活動情報

株式会社オーダースーツSADA 佐田展隆氏講演会 7月16日

もし、あなたの会社が突然、売上の半分を失ったら——。さらに多額の借金を抱え、資金繰りに追われ、従業員の雇用まで危ぶまれる状況に陥ったとしたら、あなたは何を支えに前へ進むでしょうか。

今回の講演では、株式会社オーダースーツSADA 代表取締役社長の佐田展隆氏より、「迷ったら茨の道を行け」をテーマに、自らが経験した壮絶な経営再建の歩みと、逆境を乗り越える経営者としての信念についてご講演いただきました。

オーダースーツSADAは、全国47店舗を展開するフルオーダースーツチェーン店舗数日本一の企業です。Jリーグ10チームをはじめ、阪神タイガースやBリーグなど数多くのプロスポーツチームへ公式スーツを提供するなど、高品質なフルオーダースーツを手頃な価格で提供する独自のビジネスモデルを確立しています。

しかし、その成長は決して順風満帆ではありませんでした。「19,800円で本当にフルオーダースーツが作れるのか」と世間から疑われ、知名度も信用もない中でスタートしました。

佐田氏は「仕事は出足と手数、そしてPDCAを回し続けること」と考え自ら実践。

徹底した現場主義を貫く一方、3年間にわたりプレスリリースを送り続け、地方紙から全国紙、テレビへと露出を広げていきました。また、スーツ姿で富士山登頂やスキージャンプ、東京マラソンに挑戦するなど、常識にとらわれない発想で話題を生み、ブランドの認知度向上につなげていきました(ここで流された「スキージャンプ」の動画には爆笑!)。

一方で、会社の再建には想像を超える苦難が待ち受けていました。経営を引き継いだ当時、会社は実質的に倒産状態。さらに父親との確執、金融機関への対応、仕入先からの支払い催促、従業員への給与遅配など、数々の危機に直面します。それでも、「会社がなくなっても、従業員の雇用だけは守る」という父の言葉をきっかけに親子は和解し、ともに会社の再建へ歩み始めます。

その後も私的再生、リーマンショック、東日本大震災など幾度となく試練が訪れましたが、現場の声に押されて再び社長に復帰し、苦境を乗り越えて現在のSADAを築き上げました。

講演を通じて何度も語られたのは、祖父から受け継いだ「迷ったら茨の道を行け」という言葉でした。困難な道を選ぶことは決して楽ではありません。しかし、あえて厳しい道に挑み続けたからこそ、新たな価値を生み出し、会社を再生させることができたのだといいます。

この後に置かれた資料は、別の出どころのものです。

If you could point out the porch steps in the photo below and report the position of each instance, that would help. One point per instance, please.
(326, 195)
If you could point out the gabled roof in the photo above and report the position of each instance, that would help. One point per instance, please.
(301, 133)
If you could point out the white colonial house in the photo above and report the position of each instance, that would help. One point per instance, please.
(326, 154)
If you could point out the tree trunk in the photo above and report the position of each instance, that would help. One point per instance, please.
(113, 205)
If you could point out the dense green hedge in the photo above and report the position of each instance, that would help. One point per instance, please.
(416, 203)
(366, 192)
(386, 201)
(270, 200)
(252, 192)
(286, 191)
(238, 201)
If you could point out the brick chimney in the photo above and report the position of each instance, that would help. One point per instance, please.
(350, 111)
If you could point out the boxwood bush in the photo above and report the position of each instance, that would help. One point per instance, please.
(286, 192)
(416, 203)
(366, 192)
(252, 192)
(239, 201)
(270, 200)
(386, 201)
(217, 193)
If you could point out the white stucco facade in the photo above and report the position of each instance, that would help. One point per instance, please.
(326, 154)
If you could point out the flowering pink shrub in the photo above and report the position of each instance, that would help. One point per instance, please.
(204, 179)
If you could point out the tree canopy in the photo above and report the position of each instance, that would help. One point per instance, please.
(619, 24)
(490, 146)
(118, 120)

また、「質と量がトレードオフになったら量を選べ」「高速でPDCAを回し続ければ質は後からついてくる」という実践的な経営哲学も、多くの参加者にとって印象深い学びとなりました。

講演の最後には、SADAが掲げるミッション「オーダースーツの着心地と楽しさで、日本のビジネスシーンを明るく元気にする」、そしてビジョン「日本人のスーツ姿を、世界一、おもてなし感あふれるものにする」が紹介されました。単にスーツを販売するのではなく、人々に自信や喜びを届けるという志が、企業の成長を支えていることが伝わってきました。

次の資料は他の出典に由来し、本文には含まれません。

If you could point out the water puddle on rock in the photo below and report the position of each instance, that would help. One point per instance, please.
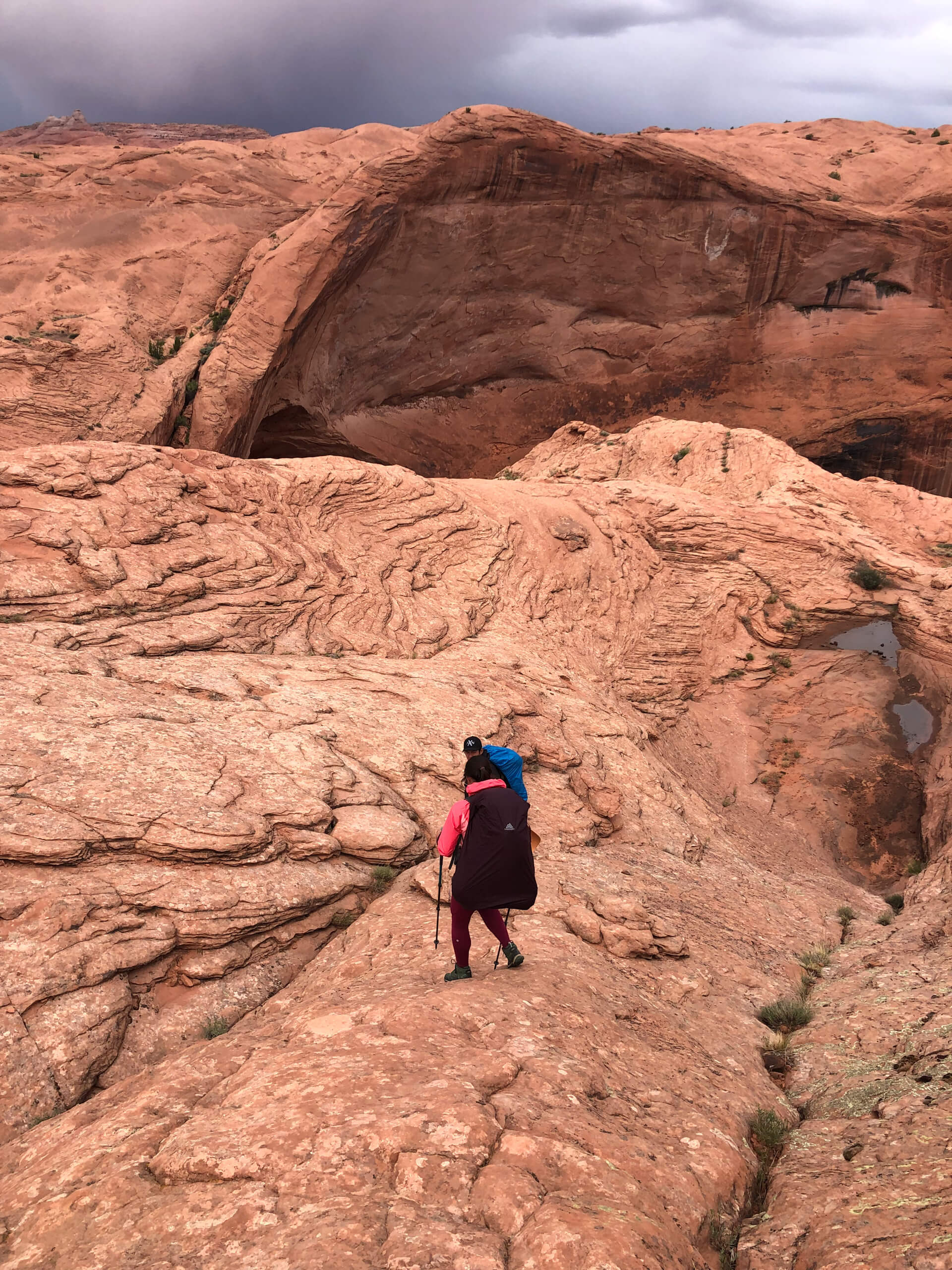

本講演を通じて強く感じたのは、経営者にとって最も大切なのは、逆境を避けることではなく、逆境とどう向き合うかという姿勢であるということです。挑戦を恐れず、失敗を糧に行動し続けること。そして、人との信頼や使命感を原動力に困難な道を歩み続けることの大切さを改めて考えさせられる、大変貴重な、そして愉快な?講演となりました。